Original disks need to be hashed (see above), before and after they have been bit imaged. There should be
end-to-end sector-level hashes as well as various filesystem hashes taken on originals. Disk images not only need to be bit images of all physical disc sectors (not just clusters), images need to be hashed and then compared against original hashes. No compression should be used when taking images.When physically pulling a drive and imaging it, write block devices must be used to prove that no part of any attempted imaging procedure was able to write back to the original disk.
For networked systems, one nicely pre-rolled toolkit is the bootable Helix .iso image.
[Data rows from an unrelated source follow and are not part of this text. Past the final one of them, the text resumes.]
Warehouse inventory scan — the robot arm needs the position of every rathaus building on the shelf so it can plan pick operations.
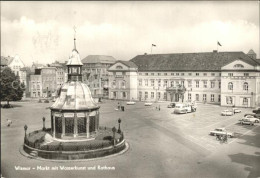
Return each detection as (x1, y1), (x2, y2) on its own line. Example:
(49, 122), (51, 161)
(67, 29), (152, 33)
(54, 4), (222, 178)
(108, 50), (260, 107)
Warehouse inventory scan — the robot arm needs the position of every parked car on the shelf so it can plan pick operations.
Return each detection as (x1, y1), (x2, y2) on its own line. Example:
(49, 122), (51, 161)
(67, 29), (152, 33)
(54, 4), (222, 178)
(244, 115), (260, 123)
(239, 118), (254, 125)
(221, 110), (233, 116)
(167, 103), (176, 108)
(232, 108), (241, 114)
(209, 128), (234, 137)
(174, 103), (196, 114)
(144, 103), (153, 106)
(126, 101), (135, 105)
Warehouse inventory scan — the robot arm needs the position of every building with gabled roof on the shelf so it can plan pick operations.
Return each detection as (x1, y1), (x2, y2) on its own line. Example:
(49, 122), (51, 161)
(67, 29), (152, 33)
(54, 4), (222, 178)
(109, 50), (260, 107)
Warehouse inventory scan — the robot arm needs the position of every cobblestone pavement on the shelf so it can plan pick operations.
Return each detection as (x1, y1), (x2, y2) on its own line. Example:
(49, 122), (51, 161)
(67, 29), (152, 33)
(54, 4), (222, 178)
(1, 100), (260, 178)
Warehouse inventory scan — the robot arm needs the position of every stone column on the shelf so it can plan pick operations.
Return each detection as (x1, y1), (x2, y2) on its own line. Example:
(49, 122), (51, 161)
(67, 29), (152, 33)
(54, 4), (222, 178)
(52, 112), (56, 138)
(85, 113), (89, 138)
(73, 112), (78, 137)
(61, 113), (65, 138)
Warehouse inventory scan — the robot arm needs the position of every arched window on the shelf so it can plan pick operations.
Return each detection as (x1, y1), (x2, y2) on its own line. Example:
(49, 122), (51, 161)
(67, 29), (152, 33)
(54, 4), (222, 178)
(243, 82), (248, 91)
(116, 66), (123, 69)
(228, 82), (233, 90)
(234, 64), (244, 69)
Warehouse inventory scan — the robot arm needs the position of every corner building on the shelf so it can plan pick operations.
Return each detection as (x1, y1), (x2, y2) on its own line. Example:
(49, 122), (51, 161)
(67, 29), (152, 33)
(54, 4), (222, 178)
(109, 50), (260, 107)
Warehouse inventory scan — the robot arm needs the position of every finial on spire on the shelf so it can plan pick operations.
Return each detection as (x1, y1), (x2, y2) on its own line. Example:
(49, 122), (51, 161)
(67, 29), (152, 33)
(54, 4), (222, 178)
(74, 26), (77, 50)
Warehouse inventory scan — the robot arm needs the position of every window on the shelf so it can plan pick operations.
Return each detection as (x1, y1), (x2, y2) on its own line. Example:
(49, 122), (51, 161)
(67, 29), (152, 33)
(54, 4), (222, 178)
(243, 82), (248, 91)
(234, 64), (244, 69)
(226, 96), (233, 104)
(243, 98), (248, 105)
(228, 82), (233, 91)
(203, 81), (207, 88)
(210, 81), (215, 88)
(116, 66), (123, 69)
(158, 80), (161, 87)
(203, 94), (207, 101)
(196, 81), (200, 88)
(188, 93), (191, 101)
(151, 92), (154, 99)
(188, 81), (192, 88)
(144, 79), (148, 86)
(139, 79), (142, 86)
(151, 80), (154, 87)
(139, 91), (142, 100)
(171, 81), (174, 87)
(210, 94), (215, 102)
(196, 94), (200, 101)
(144, 91), (148, 99)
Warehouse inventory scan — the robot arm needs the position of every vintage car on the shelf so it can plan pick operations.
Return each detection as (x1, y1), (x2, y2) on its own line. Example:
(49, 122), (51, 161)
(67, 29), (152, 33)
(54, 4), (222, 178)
(209, 128), (234, 137)
(144, 102), (153, 106)
(167, 103), (176, 108)
(244, 115), (260, 123)
(232, 108), (241, 114)
(221, 110), (233, 116)
(126, 101), (135, 105)
(239, 118), (254, 125)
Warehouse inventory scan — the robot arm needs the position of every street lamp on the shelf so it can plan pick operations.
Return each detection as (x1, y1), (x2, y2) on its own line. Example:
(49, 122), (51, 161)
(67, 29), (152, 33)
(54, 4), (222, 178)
(117, 118), (121, 133)
(112, 127), (116, 145)
(42, 117), (46, 130)
(24, 124), (28, 139)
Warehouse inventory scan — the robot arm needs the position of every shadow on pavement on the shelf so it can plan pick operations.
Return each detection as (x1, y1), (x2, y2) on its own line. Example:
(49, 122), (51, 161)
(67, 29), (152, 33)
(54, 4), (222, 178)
(229, 152), (260, 178)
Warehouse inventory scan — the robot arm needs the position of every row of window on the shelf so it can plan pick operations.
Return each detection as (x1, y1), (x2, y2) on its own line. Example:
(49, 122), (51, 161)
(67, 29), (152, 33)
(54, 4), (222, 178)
(228, 82), (248, 91)
(138, 79), (221, 88)
(139, 72), (221, 76)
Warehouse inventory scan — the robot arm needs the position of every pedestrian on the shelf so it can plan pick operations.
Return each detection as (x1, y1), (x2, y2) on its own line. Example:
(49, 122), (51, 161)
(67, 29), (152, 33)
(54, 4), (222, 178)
(6, 119), (13, 127)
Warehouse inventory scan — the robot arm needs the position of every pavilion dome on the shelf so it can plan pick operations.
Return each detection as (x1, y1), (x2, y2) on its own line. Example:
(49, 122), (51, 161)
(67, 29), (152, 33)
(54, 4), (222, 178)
(50, 81), (99, 111)
(67, 49), (83, 66)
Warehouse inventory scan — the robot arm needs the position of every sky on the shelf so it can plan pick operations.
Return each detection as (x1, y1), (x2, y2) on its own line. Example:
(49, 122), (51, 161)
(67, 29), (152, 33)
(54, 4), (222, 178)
(1, 1), (260, 66)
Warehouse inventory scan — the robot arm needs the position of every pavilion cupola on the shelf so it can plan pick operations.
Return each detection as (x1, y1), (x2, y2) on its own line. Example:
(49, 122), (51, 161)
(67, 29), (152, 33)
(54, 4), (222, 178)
(67, 29), (83, 81)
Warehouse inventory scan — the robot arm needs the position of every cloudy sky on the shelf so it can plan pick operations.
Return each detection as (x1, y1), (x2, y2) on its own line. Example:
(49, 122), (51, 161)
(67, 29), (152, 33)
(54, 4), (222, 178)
(1, 1), (260, 65)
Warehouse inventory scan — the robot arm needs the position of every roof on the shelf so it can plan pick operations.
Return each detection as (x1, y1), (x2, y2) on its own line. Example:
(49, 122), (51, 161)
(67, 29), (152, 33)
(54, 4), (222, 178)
(130, 52), (260, 71)
(116, 60), (138, 68)
(50, 81), (99, 111)
(82, 55), (116, 64)
(67, 49), (83, 66)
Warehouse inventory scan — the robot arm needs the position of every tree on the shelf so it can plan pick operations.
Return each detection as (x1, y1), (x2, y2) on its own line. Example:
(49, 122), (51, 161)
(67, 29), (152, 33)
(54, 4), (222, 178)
(0, 67), (25, 106)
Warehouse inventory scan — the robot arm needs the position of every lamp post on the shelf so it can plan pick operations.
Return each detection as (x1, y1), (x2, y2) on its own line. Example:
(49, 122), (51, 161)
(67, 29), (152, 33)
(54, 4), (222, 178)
(24, 124), (28, 139)
(117, 118), (121, 133)
(42, 117), (46, 130)
(112, 127), (116, 145)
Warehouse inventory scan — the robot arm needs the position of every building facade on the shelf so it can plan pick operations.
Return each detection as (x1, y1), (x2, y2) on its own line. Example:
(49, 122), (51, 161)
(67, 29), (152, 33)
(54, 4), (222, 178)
(109, 50), (260, 107)
(82, 55), (116, 98)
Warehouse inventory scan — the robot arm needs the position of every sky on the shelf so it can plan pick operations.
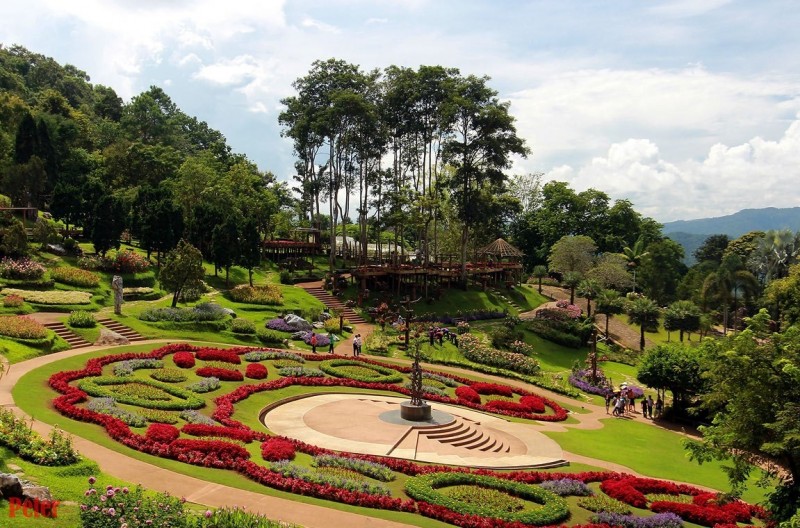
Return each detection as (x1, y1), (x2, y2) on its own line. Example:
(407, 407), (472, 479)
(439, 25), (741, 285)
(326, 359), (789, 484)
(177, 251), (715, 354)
(0, 0), (800, 222)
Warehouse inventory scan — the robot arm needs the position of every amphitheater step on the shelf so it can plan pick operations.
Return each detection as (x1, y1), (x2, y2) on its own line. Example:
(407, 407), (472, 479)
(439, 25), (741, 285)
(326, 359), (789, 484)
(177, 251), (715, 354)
(97, 319), (147, 341)
(44, 323), (92, 348)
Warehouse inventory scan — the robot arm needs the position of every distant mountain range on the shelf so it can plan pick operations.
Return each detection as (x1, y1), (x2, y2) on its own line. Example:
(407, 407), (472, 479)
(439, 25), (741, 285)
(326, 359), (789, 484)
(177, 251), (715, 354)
(662, 207), (800, 266)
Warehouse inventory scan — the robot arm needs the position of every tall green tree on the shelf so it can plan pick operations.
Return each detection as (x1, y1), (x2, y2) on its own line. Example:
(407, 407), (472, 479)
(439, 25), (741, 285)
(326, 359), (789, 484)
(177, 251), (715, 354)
(443, 75), (528, 285)
(158, 240), (205, 308)
(636, 343), (705, 416)
(687, 310), (800, 521)
(625, 295), (660, 352)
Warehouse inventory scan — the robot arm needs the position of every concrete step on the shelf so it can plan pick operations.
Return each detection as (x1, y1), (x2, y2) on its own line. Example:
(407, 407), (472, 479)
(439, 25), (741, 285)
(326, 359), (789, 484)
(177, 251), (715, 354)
(44, 323), (92, 348)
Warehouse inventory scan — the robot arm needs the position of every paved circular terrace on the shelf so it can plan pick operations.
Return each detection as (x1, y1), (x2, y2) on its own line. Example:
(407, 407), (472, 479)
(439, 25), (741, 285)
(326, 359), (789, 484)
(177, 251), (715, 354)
(261, 393), (566, 469)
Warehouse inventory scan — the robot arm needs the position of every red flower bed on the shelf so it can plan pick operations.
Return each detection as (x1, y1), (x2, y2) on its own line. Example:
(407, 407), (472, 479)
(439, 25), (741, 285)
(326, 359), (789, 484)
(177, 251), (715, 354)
(172, 352), (194, 368)
(195, 367), (244, 381)
(244, 363), (267, 379)
(50, 344), (763, 528)
(181, 424), (260, 443)
(519, 394), (547, 413)
(456, 385), (481, 405)
(261, 437), (295, 462)
(195, 348), (242, 365)
(144, 423), (181, 444)
(469, 381), (514, 398)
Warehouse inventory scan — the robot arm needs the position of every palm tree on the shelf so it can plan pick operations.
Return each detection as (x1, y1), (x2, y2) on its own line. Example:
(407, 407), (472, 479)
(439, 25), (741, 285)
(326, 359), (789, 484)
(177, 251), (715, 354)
(702, 254), (759, 334)
(561, 271), (583, 304)
(578, 279), (603, 317)
(595, 290), (623, 338)
(622, 236), (649, 293)
(531, 264), (547, 293)
(625, 296), (659, 352)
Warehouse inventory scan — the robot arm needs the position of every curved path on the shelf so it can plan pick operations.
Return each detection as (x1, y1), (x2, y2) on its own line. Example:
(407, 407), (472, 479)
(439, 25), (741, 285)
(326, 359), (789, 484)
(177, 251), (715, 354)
(0, 325), (700, 528)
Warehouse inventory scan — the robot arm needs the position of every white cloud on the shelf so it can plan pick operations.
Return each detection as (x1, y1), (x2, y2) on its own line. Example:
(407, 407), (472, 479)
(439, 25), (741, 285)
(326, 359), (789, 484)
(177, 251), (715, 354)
(545, 116), (800, 221)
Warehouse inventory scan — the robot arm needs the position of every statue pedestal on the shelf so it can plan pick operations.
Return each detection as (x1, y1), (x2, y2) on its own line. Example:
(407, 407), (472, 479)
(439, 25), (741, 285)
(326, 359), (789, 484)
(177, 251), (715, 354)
(400, 401), (431, 422)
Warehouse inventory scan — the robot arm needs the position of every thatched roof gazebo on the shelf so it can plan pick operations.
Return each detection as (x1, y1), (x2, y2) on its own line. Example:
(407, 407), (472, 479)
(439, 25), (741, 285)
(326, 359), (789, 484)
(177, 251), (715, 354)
(478, 238), (525, 288)
(478, 238), (524, 261)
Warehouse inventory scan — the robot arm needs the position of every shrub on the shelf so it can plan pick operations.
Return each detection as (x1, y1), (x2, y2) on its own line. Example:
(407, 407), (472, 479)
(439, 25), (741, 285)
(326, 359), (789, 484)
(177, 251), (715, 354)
(80, 477), (190, 528)
(3, 293), (25, 308)
(267, 317), (294, 332)
(458, 334), (539, 376)
(228, 284), (283, 305)
(3, 288), (92, 304)
(0, 315), (47, 339)
(195, 348), (242, 365)
(261, 437), (295, 462)
(244, 363), (267, 379)
(186, 376), (220, 394)
(0, 409), (80, 466)
(145, 423), (181, 444)
(172, 352), (194, 368)
(67, 310), (97, 328)
(0, 257), (45, 280)
(150, 369), (187, 383)
(231, 319), (256, 335)
(195, 367), (244, 381)
(50, 266), (100, 288)
(456, 385), (481, 404)
(256, 328), (286, 345)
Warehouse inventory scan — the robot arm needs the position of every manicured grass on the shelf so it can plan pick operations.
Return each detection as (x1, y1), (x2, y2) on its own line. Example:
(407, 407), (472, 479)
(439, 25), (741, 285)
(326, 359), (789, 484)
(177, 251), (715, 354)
(544, 418), (765, 503)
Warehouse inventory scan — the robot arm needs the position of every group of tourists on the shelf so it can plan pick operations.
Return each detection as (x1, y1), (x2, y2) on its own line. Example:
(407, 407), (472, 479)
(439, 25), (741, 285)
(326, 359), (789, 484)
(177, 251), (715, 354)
(606, 387), (664, 419)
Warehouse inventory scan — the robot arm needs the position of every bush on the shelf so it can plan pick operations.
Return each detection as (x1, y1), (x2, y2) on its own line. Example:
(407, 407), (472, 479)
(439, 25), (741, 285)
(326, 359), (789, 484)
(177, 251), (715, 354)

Place a booted Helix notebook on the same network segment where the incident took place (or may still be still in progress), point the relevant Helix tools at the selected host(s) and start "preserving evidence." The pre-rolled Helix imaging solutions can also handle the hashing of originals and images. More "incident responders" should take the time to play ith Helix in simulations/exercises; because the preservation of evidence cannot be an afterthought. It has to be an integral part of the original response.
Update 4: Thanks to Jason for writing in with these suggestions:
You can create forensic hard disk drive images with built-in lzma compression, passphrase encryption, and progressive hashing during image creation. It also has user-definable metadata stored along with the image. I wish more tools supported it. Last I checked, Sleuthkit could read them just fine and you could mount them in Linux, but trying to use Mount Image Pro for it in Windows didn't work. I was told by their customer service that they are considering adding support at some time in the future.
The biggest problem I had (granted this was at least a year ago) with disk imaging was the storage required to keep disk image files. I worked at a financial institution and worked on several hundred investigations. Those disk drive images add up quickly. Forensically sound compression was a huge boon. It's easy to say "never use compression / always use bit by bit copies" when you aren't working under a tight budget.